Big data is being reshaped thanks to 100-year-old ideas about geometry
Your brain is made up of billions of neurons connected by trillions of synapses. And how they're arranged gives rise to the brain's functionality and to your personality. That's why scientists in Switzerland recently produced the first-ever digital 3-D brain cell atlas, a complete mapping of the brain of a mouse. While this is a colossal achievement, the great challenge now lies in learning to decipher the atlas. And it's a huge one.
Science is full of this kind of problem: how to turn large amounts of information into useful insight. For many years, researchers relied on mathematics and statistics to explore data. The explosion of large datasets created by digital storage, the internet, and cheap sensors has led to the development of new techniques designed specifically to deal with this "big data".
And now there is an emerging new approach based on century-old ideas that's producing superior tools for understanding certain types of big data. Using the mouse's brain as an example, its physical shape determines its functionality. But a precise description of this shape, which we now have, doesn't automatically reveal everything about how the brain works.
Behind the physical shape lies a more abstract shape formed by the interconnections within the brain. Capturing aspects of this shape by applying techniques from the study of what's known as "topology" can help reveal a deeper understanding of the brain's functioning. This same guiding principle of using topological techniques on big data also has applications in drug development and other cutting-edge endeavours.
Topology is a branch of modern geometry with roots going back to a foundational observation by the Swiss mathematician Leonhard Euler (1707-1783) about polyhedra, 3-D shapes with flat faces, straight edges and sharp corners or "vertices". In 1750, Euler discovered that for any convex (with all its faces pointing outwards) polyhedron, the number of vertices minus the number of edges plus the number of faces always equals two.
You can apply the same formula to other shapes to get what is known as their Euler characteristic. This number doesn't change no matter how the shape is bent or deformed. And topology is the study of these kind of constant properties of shapes.
Topology went through rapid development during the 20th century as a prominent subject in pure mathematics. The researchers who created the subject didn't have real-world applications on their minds, they were just interested in what was mathematically true about shapes under certain conditions.
Yet some of these ideas from topology that have been around for over 100 years are now finding significant applications in data science. Because topology focuses on constant properties, its techniques make it insensitive to various data inaccuracies or "noise". This makes it ideal for deciphering the true meaning behind the collected data.
You are probably familiar with a common topological phenomenon. Wires placed neatly in your bag in the morning (your earphones or an adapter) have a tendency to produce a horrible mess by midday. A wire is a very simple shape. Whether or not it is knotted is a topological question, and the tendency to arrive at a topological nightmare in your bag is now quite well understood.
Millions of years ago, evolution was confronted with a similar problem. DNA in cells is a molecule composed of two coiled up chains. Each chain is a very long wire, built up from a sequence of small molecules called nucleobases. When a cell divides, these wires unwind, replicate and then coil up again. But just like wires in a bag, the strands of DNA can become tangled, which prevents the cell from dividing and causes it to die.

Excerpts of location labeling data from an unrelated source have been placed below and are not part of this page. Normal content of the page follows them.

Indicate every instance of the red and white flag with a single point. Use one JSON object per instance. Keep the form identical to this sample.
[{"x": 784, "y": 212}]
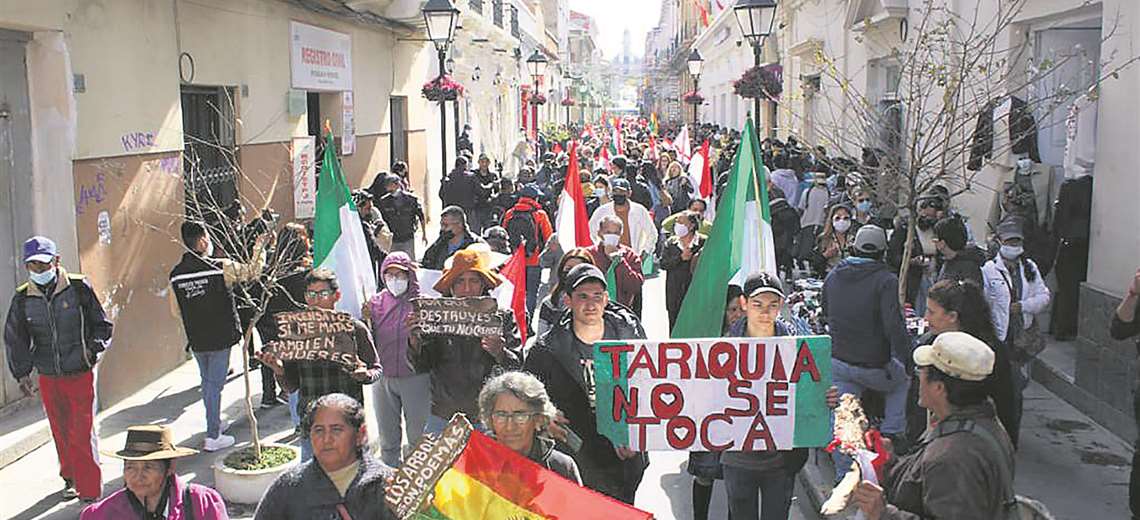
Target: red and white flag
[
  {"x": 514, "y": 270},
  {"x": 572, "y": 221}
]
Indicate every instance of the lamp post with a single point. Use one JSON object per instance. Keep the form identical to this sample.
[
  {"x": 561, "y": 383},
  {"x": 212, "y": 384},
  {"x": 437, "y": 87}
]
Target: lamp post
[
  {"x": 695, "y": 63},
  {"x": 756, "y": 18},
  {"x": 441, "y": 16},
  {"x": 537, "y": 65}
]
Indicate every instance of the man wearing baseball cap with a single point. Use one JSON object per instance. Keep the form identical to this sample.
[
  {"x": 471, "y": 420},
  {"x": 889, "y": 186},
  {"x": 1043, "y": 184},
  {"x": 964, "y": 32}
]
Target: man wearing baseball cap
[
  {"x": 563, "y": 359},
  {"x": 57, "y": 326},
  {"x": 962, "y": 466},
  {"x": 869, "y": 340}
]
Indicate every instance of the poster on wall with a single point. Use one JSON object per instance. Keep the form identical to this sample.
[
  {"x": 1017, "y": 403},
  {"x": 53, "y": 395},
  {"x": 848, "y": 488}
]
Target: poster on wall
[
  {"x": 320, "y": 59},
  {"x": 733, "y": 393},
  {"x": 304, "y": 177},
  {"x": 348, "y": 141}
]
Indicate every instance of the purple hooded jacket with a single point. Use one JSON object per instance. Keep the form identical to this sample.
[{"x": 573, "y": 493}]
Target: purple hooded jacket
[{"x": 387, "y": 315}]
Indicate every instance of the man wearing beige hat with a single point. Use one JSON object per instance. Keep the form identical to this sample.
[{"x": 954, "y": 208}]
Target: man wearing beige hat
[
  {"x": 962, "y": 465},
  {"x": 153, "y": 490}
]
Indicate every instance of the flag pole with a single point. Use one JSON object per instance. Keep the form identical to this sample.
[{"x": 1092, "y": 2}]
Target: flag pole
[{"x": 757, "y": 163}]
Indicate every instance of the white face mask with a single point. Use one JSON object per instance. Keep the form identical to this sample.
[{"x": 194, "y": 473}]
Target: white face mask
[
  {"x": 396, "y": 284},
  {"x": 1011, "y": 252}
]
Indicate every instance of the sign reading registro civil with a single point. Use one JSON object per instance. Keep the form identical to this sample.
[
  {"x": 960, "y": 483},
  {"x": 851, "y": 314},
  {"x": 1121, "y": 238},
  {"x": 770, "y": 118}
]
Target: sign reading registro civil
[
  {"x": 731, "y": 393},
  {"x": 316, "y": 335},
  {"x": 474, "y": 317},
  {"x": 320, "y": 59}
]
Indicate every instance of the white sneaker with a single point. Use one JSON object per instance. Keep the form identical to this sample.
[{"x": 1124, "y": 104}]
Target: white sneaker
[{"x": 219, "y": 443}]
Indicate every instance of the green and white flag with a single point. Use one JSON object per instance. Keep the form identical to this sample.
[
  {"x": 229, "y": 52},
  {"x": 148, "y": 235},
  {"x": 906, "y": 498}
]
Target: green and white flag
[
  {"x": 740, "y": 243},
  {"x": 338, "y": 237}
]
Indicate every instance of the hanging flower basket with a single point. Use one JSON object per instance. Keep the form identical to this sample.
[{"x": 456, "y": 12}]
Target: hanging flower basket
[
  {"x": 442, "y": 89},
  {"x": 765, "y": 82}
]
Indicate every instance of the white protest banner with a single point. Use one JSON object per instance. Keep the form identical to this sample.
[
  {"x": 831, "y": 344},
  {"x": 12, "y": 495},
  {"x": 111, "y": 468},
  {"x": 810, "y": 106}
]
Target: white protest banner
[
  {"x": 732, "y": 393},
  {"x": 320, "y": 59},
  {"x": 304, "y": 177}
]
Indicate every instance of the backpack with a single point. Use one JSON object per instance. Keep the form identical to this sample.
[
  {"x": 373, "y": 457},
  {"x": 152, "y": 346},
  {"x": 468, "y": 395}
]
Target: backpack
[
  {"x": 523, "y": 229},
  {"x": 1017, "y": 506}
]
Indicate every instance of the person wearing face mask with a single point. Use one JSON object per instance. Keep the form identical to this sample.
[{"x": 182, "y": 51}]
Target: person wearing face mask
[
  {"x": 609, "y": 252},
  {"x": 1016, "y": 293},
  {"x": 400, "y": 392},
  {"x": 56, "y": 325},
  {"x": 203, "y": 289},
  {"x": 833, "y": 243},
  {"x": 678, "y": 259},
  {"x": 637, "y": 229}
]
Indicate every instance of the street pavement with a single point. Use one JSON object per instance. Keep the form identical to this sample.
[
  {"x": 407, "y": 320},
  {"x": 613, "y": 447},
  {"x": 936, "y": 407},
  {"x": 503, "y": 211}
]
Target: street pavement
[{"x": 1068, "y": 462}]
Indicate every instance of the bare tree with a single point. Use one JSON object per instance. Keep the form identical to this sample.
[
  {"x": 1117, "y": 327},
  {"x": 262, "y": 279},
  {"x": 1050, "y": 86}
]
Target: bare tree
[{"x": 949, "y": 71}]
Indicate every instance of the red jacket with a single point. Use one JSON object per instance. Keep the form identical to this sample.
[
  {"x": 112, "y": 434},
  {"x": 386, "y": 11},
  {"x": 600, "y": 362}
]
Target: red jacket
[
  {"x": 627, "y": 274},
  {"x": 540, "y": 219}
]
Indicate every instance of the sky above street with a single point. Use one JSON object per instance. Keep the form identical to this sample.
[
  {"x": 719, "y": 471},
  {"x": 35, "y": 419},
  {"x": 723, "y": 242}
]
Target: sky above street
[{"x": 615, "y": 16}]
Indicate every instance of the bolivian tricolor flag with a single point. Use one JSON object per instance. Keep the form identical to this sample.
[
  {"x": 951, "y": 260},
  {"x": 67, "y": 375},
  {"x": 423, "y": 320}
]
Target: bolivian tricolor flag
[{"x": 465, "y": 474}]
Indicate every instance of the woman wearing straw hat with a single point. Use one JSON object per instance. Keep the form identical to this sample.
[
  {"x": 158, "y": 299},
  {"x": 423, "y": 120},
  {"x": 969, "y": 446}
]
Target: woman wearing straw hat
[{"x": 153, "y": 490}]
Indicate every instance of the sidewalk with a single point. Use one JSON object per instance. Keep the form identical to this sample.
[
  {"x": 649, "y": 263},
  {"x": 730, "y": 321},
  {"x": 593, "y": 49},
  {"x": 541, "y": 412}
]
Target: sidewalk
[
  {"x": 32, "y": 485},
  {"x": 1068, "y": 462}
]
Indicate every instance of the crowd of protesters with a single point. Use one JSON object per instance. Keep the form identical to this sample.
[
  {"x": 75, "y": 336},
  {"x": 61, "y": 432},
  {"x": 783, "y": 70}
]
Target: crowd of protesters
[{"x": 976, "y": 302}]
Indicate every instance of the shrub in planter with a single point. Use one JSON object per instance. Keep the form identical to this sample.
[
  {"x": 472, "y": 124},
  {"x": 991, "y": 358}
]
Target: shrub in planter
[{"x": 242, "y": 477}]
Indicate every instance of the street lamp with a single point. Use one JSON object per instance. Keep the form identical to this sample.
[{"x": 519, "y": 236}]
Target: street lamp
[
  {"x": 440, "y": 17},
  {"x": 756, "y": 18},
  {"x": 537, "y": 65},
  {"x": 695, "y": 63}
]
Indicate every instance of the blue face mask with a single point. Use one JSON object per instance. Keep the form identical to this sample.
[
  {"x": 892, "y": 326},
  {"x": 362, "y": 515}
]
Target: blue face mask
[{"x": 42, "y": 278}]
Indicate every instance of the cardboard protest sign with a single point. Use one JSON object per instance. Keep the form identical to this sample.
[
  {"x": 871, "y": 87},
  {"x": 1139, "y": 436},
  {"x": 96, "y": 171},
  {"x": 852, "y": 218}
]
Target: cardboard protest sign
[
  {"x": 732, "y": 393},
  {"x": 465, "y": 474},
  {"x": 475, "y": 317},
  {"x": 315, "y": 335}
]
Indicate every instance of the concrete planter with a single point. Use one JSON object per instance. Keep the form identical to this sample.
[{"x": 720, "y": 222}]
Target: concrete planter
[{"x": 247, "y": 486}]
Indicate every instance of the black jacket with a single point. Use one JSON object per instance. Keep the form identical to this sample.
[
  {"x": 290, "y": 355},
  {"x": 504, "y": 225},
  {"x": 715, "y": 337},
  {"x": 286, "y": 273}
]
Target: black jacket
[
  {"x": 1023, "y": 132},
  {"x": 59, "y": 333},
  {"x": 861, "y": 303},
  {"x": 554, "y": 360},
  {"x": 966, "y": 265},
  {"x": 437, "y": 252}
]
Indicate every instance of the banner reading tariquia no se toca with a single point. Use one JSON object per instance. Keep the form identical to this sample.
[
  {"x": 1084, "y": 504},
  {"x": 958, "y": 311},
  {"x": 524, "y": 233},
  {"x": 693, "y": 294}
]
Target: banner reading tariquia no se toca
[{"x": 730, "y": 393}]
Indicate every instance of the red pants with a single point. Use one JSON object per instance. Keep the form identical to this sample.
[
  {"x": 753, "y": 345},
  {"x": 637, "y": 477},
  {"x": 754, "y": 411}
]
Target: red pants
[{"x": 70, "y": 404}]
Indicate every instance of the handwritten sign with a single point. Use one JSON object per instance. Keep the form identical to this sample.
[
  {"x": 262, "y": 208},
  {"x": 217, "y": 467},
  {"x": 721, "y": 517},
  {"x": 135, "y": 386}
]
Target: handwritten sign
[
  {"x": 734, "y": 393},
  {"x": 474, "y": 317},
  {"x": 316, "y": 335},
  {"x": 304, "y": 177},
  {"x": 320, "y": 59},
  {"x": 425, "y": 464}
]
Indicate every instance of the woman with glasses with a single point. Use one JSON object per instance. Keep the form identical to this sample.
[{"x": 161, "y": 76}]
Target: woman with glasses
[{"x": 516, "y": 408}]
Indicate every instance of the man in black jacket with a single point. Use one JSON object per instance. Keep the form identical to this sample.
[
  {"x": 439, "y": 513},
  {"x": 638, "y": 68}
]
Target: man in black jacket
[
  {"x": 57, "y": 326},
  {"x": 1126, "y": 324},
  {"x": 563, "y": 359},
  {"x": 204, "y": 290},
  {"x": 869, "y": 339},
  {"x": 454, "y": 235}
]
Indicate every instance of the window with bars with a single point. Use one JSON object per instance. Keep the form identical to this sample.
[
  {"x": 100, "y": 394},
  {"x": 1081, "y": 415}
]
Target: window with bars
[{"x": 209, "y": 151}]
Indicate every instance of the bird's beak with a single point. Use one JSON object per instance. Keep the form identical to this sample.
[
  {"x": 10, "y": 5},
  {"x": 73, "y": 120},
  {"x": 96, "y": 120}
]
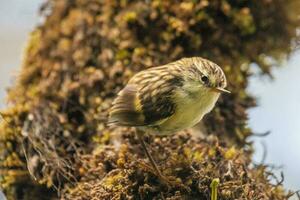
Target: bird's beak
[{"x": 219, "y": 89}]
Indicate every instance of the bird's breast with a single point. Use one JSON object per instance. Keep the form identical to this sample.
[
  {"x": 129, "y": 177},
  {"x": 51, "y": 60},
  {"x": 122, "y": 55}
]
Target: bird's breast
[{"x": 189, "y": 110}]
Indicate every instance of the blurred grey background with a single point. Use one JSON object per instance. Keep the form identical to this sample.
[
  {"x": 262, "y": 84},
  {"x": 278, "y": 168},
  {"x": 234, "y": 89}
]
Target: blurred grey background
[{"x": 278, "y": 100}]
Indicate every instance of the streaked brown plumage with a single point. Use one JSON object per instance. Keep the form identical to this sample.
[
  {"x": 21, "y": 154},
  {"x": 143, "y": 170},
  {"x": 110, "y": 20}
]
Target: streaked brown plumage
[
  {"x": 168, "y": 98},
  {"x": 149, "y": 98}
]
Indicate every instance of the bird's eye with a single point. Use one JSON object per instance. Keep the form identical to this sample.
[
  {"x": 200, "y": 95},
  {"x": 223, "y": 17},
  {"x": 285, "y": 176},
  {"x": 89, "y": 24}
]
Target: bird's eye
[{"x": 205, "y": 79}]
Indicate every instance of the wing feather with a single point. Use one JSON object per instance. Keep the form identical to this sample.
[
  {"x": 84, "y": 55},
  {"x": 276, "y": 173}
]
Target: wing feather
[{"x": 147, "y": 99}]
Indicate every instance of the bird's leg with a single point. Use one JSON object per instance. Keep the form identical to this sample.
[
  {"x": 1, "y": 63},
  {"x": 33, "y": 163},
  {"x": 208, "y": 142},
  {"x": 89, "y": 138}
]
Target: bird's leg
[{"x": 140, "y": 137}]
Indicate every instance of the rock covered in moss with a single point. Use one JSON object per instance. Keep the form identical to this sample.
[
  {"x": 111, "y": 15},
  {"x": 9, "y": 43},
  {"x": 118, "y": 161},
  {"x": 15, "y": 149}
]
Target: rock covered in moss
[
  {"x": 84, "y": 52},
  {"x": 121, "y": 172}
]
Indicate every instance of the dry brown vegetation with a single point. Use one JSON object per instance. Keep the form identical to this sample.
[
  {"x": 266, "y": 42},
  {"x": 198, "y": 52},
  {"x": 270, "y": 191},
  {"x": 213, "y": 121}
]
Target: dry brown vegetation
[{"x": 54, "y": 142}]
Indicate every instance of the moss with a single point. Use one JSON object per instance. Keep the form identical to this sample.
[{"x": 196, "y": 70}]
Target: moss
[{"x": 54, "y": 132}]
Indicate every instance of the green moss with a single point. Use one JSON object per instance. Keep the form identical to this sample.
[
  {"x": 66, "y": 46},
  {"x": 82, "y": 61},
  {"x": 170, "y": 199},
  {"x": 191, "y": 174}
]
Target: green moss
[{"x": 82, "y": 55}]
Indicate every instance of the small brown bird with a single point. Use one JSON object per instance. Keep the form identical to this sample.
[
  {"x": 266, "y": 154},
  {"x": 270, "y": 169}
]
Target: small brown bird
[{"x": 166, "y": 99}]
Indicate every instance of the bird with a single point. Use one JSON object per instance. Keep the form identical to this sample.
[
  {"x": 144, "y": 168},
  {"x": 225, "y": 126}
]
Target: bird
[{"x": 169, "y": 98}]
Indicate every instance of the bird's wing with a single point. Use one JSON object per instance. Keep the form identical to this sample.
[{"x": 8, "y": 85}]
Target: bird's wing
[{"x": 146, "y": 100}]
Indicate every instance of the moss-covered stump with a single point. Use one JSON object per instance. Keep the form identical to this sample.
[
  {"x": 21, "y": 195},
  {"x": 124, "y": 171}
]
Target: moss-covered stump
[
  {"x": 121, "y": 172},
  {"x": 82, "y": 55}
]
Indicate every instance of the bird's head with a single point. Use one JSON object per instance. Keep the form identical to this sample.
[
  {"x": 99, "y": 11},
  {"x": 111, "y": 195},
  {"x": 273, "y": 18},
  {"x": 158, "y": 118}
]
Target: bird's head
[{"x": 205, "y": 74}]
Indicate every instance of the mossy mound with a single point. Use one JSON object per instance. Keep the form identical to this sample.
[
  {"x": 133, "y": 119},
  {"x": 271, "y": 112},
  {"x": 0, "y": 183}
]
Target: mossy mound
[
  {"x": 85, "y": 51},
  {"x": 120, "y": 172}
]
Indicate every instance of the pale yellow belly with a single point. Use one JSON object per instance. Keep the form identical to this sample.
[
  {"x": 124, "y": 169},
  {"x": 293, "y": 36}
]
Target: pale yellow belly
[{"x": 188, "y": 113}]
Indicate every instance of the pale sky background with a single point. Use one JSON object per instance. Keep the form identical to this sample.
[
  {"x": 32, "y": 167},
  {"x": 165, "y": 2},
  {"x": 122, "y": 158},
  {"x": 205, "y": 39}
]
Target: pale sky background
[{"x": 279, "y": 100}]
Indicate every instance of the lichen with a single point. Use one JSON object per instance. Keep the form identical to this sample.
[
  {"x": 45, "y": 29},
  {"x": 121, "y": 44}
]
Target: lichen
[{"x": 54, "y": 139}]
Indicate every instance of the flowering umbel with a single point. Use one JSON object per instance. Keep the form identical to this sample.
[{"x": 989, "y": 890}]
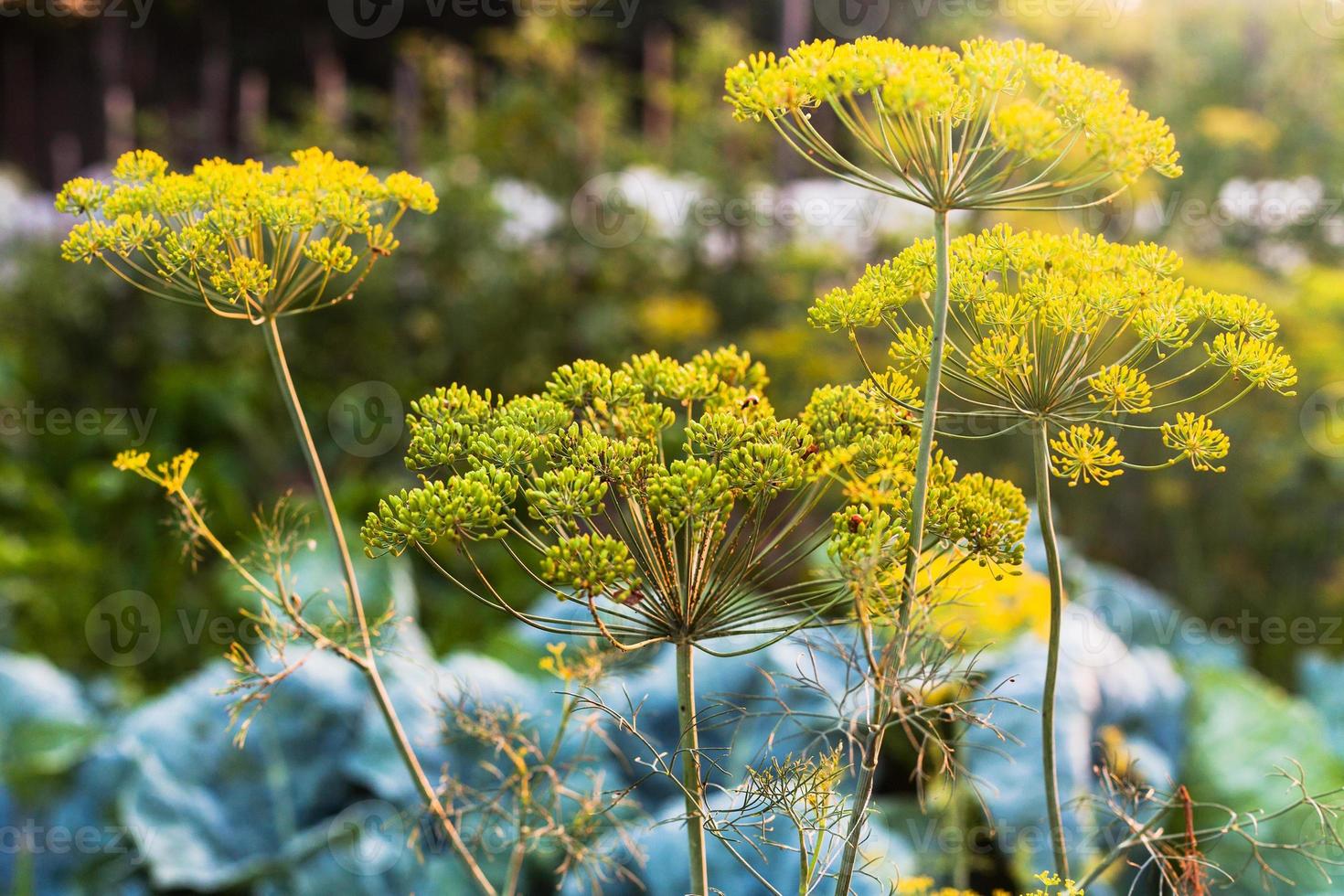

Special enzymes in the cell called topoisomerases have the task of preventing such a catastrophe. And deliberately disrupting the topoisomerases of bacteria prevents them from spreading and so stops an infection. This means that a better understanding of how topoisomerases prevent the entanglement of DNA could help us design new antibiotics. And since entanglement is a purely topological feature, topological techniques can help us do that.
Topology can also be used to improve the creation of new drugs. Pharmaceutical drugs are chemicals designed to interact with certain cells in the body in a particular way. Specifically, cells have receptors on them that allow molecules of a certain shape to lock onto them, altering the behaviour of the cells. So producing drugs with these shaped molecules enables them to target and affect the right cells.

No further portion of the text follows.